Many people have called to express their willingness to enter into a prenuptial agreement but assume all they need to mention in their agreement is ownership of the personal assets they have prior to marriage. However, what they fail to realize is that State family law gives rights to personal property of the other spouse just by virtue of the fact that they have walked down the aisle unless the surviving spouse expressly waive them in an agreement.
What are these rights?
One of these rights is the right to an interest in the deceased spouse’s homestead property. A surviving spouse is entitled either to the right to live in the deceased spouse’s homestead for his or her life or to an undivided one half (1/2) interest in the deceased spouse’s homestead, even if the surviving spouse does not own an interest in the homestead property.
In addition, by law, the surviving spouse can elect to receive thirty percent (30%) of all of the deceased spouse’s assets, including real estate, cash, securities, revocable trust assets, some irrevocable trust assets, life insurance policies, pension and retirement plans. The elective share is in addition to the surviving spouse’s right to the deceased spouse’s homestead property.
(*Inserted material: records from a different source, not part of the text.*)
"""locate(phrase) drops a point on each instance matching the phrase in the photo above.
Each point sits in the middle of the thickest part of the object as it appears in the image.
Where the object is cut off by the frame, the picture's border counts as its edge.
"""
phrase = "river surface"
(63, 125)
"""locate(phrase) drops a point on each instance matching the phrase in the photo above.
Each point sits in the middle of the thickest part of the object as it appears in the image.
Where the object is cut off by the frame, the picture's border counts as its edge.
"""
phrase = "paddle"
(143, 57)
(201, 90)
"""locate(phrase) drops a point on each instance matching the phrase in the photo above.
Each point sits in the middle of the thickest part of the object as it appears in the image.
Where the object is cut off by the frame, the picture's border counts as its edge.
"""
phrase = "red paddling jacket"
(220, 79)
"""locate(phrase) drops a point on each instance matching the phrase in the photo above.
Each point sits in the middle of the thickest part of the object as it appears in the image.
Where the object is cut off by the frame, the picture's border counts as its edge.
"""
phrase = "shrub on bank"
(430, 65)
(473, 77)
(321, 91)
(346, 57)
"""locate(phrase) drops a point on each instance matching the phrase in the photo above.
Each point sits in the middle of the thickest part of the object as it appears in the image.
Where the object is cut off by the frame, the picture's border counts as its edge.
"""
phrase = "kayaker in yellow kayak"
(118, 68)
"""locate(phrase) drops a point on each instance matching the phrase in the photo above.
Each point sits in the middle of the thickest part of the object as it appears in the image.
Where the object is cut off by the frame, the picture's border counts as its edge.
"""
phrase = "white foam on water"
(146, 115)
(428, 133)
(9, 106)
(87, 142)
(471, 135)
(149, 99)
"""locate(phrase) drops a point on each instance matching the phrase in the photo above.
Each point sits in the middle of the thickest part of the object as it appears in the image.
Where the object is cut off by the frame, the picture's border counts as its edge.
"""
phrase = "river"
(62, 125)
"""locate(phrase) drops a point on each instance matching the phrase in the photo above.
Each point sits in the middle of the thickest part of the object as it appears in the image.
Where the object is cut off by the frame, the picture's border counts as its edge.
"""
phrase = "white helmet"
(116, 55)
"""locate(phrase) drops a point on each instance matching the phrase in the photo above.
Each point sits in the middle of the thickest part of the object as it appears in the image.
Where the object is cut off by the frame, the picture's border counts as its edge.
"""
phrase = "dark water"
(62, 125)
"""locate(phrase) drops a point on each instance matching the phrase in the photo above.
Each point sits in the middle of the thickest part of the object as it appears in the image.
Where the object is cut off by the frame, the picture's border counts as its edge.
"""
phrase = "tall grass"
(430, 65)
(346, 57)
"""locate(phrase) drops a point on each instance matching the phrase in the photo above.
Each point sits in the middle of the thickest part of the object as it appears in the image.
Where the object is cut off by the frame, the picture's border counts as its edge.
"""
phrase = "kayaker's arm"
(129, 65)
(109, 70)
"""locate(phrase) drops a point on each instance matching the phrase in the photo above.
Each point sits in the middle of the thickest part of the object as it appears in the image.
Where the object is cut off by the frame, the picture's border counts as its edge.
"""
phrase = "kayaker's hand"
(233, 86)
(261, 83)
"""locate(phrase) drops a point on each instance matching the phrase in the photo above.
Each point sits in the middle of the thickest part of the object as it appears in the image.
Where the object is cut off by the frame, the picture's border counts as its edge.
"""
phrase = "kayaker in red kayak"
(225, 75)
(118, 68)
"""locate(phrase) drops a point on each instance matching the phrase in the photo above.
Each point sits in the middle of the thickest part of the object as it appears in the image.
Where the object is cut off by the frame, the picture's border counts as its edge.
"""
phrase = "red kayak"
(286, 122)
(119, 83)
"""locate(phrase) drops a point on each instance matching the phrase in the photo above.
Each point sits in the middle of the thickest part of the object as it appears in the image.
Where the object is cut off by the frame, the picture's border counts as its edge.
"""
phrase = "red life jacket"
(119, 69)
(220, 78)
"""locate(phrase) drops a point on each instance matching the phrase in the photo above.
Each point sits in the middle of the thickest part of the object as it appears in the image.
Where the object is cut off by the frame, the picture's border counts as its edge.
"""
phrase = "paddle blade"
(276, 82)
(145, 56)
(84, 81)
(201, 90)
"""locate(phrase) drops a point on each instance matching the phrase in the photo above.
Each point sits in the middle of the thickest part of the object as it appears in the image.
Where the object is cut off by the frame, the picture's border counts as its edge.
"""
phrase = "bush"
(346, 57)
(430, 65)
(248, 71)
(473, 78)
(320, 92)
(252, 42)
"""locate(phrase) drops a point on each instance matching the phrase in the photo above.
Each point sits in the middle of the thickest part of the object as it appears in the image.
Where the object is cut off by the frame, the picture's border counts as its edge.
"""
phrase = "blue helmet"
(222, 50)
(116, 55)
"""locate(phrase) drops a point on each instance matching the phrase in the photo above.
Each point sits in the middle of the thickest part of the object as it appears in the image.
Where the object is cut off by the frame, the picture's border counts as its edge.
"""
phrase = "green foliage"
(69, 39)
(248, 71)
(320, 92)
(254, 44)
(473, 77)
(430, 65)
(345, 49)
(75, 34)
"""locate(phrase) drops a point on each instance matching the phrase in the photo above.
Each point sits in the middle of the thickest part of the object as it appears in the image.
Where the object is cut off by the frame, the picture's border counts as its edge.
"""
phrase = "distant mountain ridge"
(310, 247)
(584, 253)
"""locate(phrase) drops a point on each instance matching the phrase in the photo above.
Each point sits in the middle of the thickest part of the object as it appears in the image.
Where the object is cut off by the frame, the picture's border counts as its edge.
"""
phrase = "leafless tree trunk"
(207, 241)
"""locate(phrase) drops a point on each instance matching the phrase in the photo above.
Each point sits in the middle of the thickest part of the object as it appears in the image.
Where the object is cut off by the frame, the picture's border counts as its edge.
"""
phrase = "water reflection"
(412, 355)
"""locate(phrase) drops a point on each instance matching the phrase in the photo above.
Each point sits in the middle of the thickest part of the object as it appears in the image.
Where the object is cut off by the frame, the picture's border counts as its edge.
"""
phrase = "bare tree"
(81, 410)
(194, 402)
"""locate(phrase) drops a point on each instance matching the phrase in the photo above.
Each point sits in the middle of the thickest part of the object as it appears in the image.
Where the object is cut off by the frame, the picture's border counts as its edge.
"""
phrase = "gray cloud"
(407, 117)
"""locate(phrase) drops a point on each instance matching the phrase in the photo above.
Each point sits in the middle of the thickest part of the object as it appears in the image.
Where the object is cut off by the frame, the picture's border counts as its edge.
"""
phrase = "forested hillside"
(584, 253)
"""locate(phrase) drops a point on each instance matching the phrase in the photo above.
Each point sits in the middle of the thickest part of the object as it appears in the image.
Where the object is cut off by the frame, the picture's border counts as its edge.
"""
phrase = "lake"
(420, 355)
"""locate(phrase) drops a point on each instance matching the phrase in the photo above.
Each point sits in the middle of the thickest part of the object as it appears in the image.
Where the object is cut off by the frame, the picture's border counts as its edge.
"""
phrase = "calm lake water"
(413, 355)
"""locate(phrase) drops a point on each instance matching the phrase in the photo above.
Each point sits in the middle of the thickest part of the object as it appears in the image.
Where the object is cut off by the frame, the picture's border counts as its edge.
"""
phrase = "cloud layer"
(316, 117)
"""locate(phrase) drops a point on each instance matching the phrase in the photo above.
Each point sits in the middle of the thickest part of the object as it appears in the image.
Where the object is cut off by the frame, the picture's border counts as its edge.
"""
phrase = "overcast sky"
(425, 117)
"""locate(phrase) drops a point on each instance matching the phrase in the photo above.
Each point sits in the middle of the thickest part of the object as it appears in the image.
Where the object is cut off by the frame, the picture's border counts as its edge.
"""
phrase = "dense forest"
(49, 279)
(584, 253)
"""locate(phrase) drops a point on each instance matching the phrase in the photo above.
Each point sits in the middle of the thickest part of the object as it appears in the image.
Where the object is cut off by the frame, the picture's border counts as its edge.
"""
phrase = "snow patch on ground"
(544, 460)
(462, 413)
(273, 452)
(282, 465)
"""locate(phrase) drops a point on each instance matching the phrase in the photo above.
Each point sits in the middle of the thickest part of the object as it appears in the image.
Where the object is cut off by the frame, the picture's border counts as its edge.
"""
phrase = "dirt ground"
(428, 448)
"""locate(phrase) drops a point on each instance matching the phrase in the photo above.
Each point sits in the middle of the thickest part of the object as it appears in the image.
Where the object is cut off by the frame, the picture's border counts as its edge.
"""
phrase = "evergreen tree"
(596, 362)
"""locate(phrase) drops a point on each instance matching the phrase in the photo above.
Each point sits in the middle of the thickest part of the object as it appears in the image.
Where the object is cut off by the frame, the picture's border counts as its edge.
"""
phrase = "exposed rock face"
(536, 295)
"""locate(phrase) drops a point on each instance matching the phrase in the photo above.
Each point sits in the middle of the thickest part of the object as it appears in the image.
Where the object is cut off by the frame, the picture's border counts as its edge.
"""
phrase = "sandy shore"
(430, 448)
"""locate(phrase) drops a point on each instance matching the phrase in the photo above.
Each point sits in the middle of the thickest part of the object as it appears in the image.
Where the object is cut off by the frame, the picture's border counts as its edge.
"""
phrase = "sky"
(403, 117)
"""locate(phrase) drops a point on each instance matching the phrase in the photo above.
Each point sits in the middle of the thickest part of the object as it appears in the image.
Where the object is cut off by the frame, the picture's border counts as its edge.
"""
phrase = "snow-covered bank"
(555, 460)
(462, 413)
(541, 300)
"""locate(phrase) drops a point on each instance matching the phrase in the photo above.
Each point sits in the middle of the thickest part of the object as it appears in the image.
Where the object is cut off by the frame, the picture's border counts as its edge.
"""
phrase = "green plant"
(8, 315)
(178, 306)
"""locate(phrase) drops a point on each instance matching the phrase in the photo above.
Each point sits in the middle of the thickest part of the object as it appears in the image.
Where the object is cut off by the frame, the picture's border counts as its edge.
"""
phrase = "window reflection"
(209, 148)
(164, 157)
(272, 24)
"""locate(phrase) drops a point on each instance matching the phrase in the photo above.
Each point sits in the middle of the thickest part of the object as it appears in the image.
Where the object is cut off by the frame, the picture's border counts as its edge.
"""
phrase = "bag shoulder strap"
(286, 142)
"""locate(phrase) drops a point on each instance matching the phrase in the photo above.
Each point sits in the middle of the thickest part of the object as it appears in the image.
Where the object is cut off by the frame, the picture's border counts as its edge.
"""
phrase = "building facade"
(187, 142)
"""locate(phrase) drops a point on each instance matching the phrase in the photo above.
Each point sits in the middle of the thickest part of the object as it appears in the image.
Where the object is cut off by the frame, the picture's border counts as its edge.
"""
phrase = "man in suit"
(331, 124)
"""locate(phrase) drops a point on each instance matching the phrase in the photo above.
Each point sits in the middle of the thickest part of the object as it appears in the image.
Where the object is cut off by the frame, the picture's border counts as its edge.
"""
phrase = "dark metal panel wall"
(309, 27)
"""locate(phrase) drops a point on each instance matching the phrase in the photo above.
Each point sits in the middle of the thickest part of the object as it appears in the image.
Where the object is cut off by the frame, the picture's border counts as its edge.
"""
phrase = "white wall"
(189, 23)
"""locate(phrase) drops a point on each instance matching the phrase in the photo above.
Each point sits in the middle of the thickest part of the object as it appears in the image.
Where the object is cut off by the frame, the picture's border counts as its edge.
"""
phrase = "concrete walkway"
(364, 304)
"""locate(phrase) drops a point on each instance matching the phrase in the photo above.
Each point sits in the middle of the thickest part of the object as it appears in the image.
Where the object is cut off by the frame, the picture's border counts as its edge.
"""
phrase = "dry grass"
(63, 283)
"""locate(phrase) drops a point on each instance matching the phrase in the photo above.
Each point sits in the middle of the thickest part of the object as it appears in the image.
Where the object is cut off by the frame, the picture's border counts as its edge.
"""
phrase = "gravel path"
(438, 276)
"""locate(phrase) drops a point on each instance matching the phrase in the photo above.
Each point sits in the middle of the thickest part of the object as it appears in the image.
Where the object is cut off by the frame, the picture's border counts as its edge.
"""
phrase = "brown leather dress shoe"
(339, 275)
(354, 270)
With these being said, prenuptial or postnuptial agreement is on one hand to protect a spouse’s property right at time of divorce, and on the other hand to protect children and other family members’ right to estate property. If the surviving spouse waives his or her right to homestead property and elective share in such an agreement, the deceased spouse may legally devise his or her assets to whomever he or she chooses without limitation.